Schools Chancellor Richard Carranza is at the center of a lawsuit alleging three top education officials were wrongfully demoted because they were white and women. So far Carranza has pushed back against the allegations, claiming they’re simply not true.
The lawsuit was filed earlier this week on behalf of Lois Herrera, Laura Feijoo, and Jaye Murray. All three women worked as high-level officials. For example, Herrera was once the CEO of the Office of Safety and Youth Development. Feijoo is a former Senior Supervising Superintendent and Murray used to work as the executive director of the Office of Counseling and Support Programs, according to the suit.

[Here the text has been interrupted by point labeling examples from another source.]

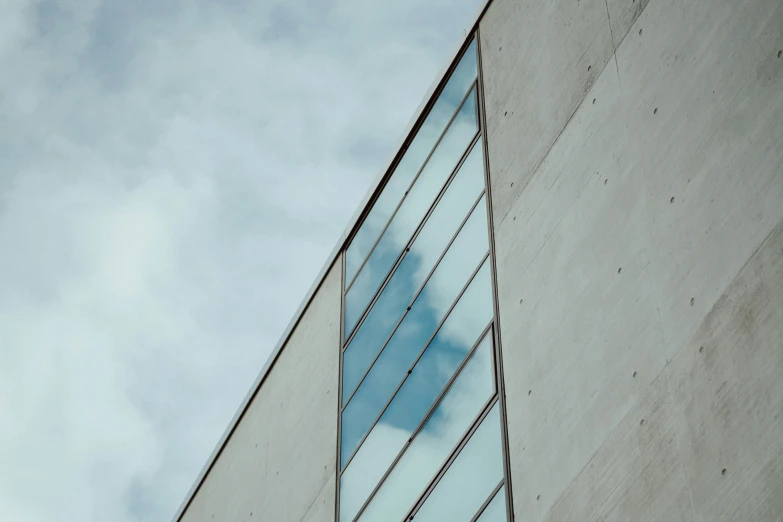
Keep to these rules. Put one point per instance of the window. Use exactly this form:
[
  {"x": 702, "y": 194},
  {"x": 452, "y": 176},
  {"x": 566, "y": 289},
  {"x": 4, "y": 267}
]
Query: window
[{"x": 420, "y": 413}]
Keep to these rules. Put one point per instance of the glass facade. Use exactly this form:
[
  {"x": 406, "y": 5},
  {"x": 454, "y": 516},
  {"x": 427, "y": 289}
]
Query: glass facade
[{"x": 420, "y": 414}]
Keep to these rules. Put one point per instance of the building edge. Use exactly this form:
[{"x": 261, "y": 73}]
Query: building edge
[{"x": 333, "y": 257}]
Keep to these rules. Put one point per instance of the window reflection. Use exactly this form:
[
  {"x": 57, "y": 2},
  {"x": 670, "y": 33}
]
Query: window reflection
[
  {"x": 441, "y": 290},
  {"x": 424, "y": 456},
  {"x": 470, "y": 479},
  {"x": 426, "y": 188},
  {"x": 429, "y": 132},
  {"x": 443, "y": 355},
  {"x": 496, "y": 509},
  {"x": 425, "y": 251}
]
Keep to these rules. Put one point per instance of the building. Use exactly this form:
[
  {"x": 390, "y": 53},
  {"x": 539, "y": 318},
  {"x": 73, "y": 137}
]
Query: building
[{"x": 563, "y": 298}]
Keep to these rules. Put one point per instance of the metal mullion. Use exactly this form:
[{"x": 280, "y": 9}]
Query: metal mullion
[
  {"x": 455, "y": 453},
  {"x": 473, "y": 85},
  {"x": 481, "y": 337},
  {"x": 404, "y": 251},
  {"x": 426, "y": 345},
  {"x": 339, "y": 394},
  {"x": 490, "y": 498},
  {"x": 418, "y": 429},
  {"x": 410, "y": 242},
  {"x": 500, "y": 380},
  {"x": 416, "y": 295}
]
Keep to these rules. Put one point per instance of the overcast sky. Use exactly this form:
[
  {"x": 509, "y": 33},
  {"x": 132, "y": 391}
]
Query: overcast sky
[{"x": 173, "y": 175}]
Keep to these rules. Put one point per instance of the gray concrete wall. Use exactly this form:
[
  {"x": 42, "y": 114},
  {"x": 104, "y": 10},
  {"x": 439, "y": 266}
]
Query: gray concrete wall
[
  {"x": 636, "y": 157},
  {"x": 279, "y": 464}
]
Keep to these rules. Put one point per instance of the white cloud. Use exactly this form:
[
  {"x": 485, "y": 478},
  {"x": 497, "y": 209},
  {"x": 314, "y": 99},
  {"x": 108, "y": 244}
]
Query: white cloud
[{"x": 172, "y": 176}]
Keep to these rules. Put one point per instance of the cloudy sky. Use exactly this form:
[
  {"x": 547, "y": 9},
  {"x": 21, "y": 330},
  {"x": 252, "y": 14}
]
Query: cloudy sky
[{"x": 172, "y": 177}]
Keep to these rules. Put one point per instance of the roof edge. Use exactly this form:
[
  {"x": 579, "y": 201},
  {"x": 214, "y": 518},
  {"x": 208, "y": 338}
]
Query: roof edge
[{"x": 362, "y": 209}]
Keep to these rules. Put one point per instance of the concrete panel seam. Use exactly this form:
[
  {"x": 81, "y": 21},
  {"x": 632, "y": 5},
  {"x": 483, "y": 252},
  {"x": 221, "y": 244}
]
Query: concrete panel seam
[
  {"x": 723, "y": 294},
  {"x": 615, "y": 45},
  {"x": 679, "y": 449},
  {"x": 608, "y": 438}
]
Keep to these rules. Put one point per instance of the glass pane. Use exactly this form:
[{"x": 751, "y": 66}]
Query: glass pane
[
  {"x": 426, "y": 188},
  {"x": 435, "y": 235},
  {"x": 448, "y": 348},
  {"x": 496, "y": 509},
  {"x": 425, "y": 455},
  {"x": 411, "y": 162},
  {"x": 471, "y": 478},
  {"x": 438, "y": 294}
]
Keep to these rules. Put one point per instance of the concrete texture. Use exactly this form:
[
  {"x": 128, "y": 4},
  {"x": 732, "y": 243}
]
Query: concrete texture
[
  {"x": 638, "y": 209},
  {"x": 279, "y": 464}
]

Prior to their demotions, the women allege their workloads were minimized. Soon after, they were demoted “as part of Carranza’s reorganization last year and replaced with less qualified people of color.” The suit states:
“Carranza has improperly conflated the daunting task of addressing tough socioeconomic challenges facing many of the students in the New York City public school system with a discriminatory belief that Caucasians in the DOE workplace, particularly more senior caucasian women, are causing or exacerbating those challenges.”
The lawsuit was filed at a time when Carranza is trying to make racial equity a focal point of his agenda. As part of that agenda, the chancellor “has been requiring that all of the city’s educators receive implicit bias training within two years, an effort he has described as a ‘cornerstone’ of his school improvement efforts.” However, those particular trainings have been met with push back from some employees in the education department. Many of them claim the “trainings have created a toxic work environment.” Additionally, the suit states Herrera, Feijoo, and Murray “repeatedly felt devalued because of their race.”
“The children in New York City — 70% of whom are black and brown children — get to see senior level administrators that look like them. What’s wrong with that? And they happen to be extremely well-qualified individuals who at any moment could get tapped to lead their own school system anywhere across this country.”
Will Mantell, a spokesperson with the education department chimed in and said:
“We hire the right people to get the job done for kids and families, and these claims of ‘reverse racism’ have no basis in fact. We’ll continue to foster a supportive environment for all our employees.”